Imagine calculating a three dimensional array like this:
for (int i = 0; i < I; i++)
{
for (int j = 0; j < J; j++)
{
for (int k = 0; k < K; k++)
{
array[k + j * K + i * K * J] = someValue(i, j, k);
}
}
}
But the k + j * K + i * K * J
part is kinda expensive. Is it possible to tell the compiler to convert the loops into something like this?
array[0] = someValue(0, 0, 0);
array[1] = someValue(0, 0, 1);
array[2] = someValue(0, 0, 2);
array[3] = someValue(0, 1, 0);
...
This would ofcourse make the binaries larger, but would also speed up performance, if this code is executed a lot. Is it possible to do this?

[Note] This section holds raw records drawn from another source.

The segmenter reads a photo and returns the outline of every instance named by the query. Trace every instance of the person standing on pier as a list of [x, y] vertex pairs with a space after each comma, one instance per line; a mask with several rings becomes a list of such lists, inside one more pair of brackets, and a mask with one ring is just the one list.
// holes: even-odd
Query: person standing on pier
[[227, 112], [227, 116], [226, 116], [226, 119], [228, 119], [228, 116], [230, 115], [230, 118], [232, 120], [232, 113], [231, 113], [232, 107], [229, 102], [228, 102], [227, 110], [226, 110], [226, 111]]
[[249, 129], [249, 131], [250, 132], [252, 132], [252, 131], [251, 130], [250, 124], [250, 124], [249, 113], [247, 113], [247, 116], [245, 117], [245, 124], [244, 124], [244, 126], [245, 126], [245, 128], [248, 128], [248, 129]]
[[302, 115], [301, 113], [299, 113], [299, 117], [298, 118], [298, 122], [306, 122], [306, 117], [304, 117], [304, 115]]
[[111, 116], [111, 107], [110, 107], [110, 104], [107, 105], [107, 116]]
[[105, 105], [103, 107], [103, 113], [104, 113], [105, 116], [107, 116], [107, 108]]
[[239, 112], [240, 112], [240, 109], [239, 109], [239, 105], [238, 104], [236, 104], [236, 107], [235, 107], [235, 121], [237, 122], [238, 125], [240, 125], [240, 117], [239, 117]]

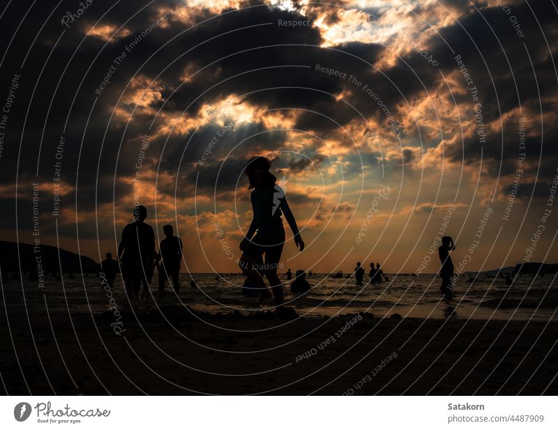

Or would I have to generate the code myself and paste it into the source file?
I believe in your particular case, we can re-write the loop as:
auto* scan = array;
for (int i = 0; i < I; i++)
{
for (int j = 0; j < J; j++)
{
for (int k = 0; k < K; k++)
{
*scan++ = someValue(i, j, k);
}
}
}
Reason 1: integer multiplication is incredibly cheap. Calculating k + j * K + i * K * J
is cheaper than retrieving a value from the computer's RAM, and it'll be about as cheap as (if not cheaper than) retrieving it from the CPU's fastest cache.
Reason 2: Compilers are incredibly smart. They can recognize which values change and which values stay the same, and optimize common sub-expressions out of loops (so that they're not performing the same computation multiple times).
Reason 3: Compilers are capable of taking advantage of vectorization instructions. Depending on what someValue
does, it may be able to compute multiple values in parallel on the same core by taking advantage of this. This is true for either method of indexing into array
.
C++ code isn't strictly imperative. Compilers can and do make major and complex optimizations to make code more efficient, and code like the one in your example are easy for them to optimize.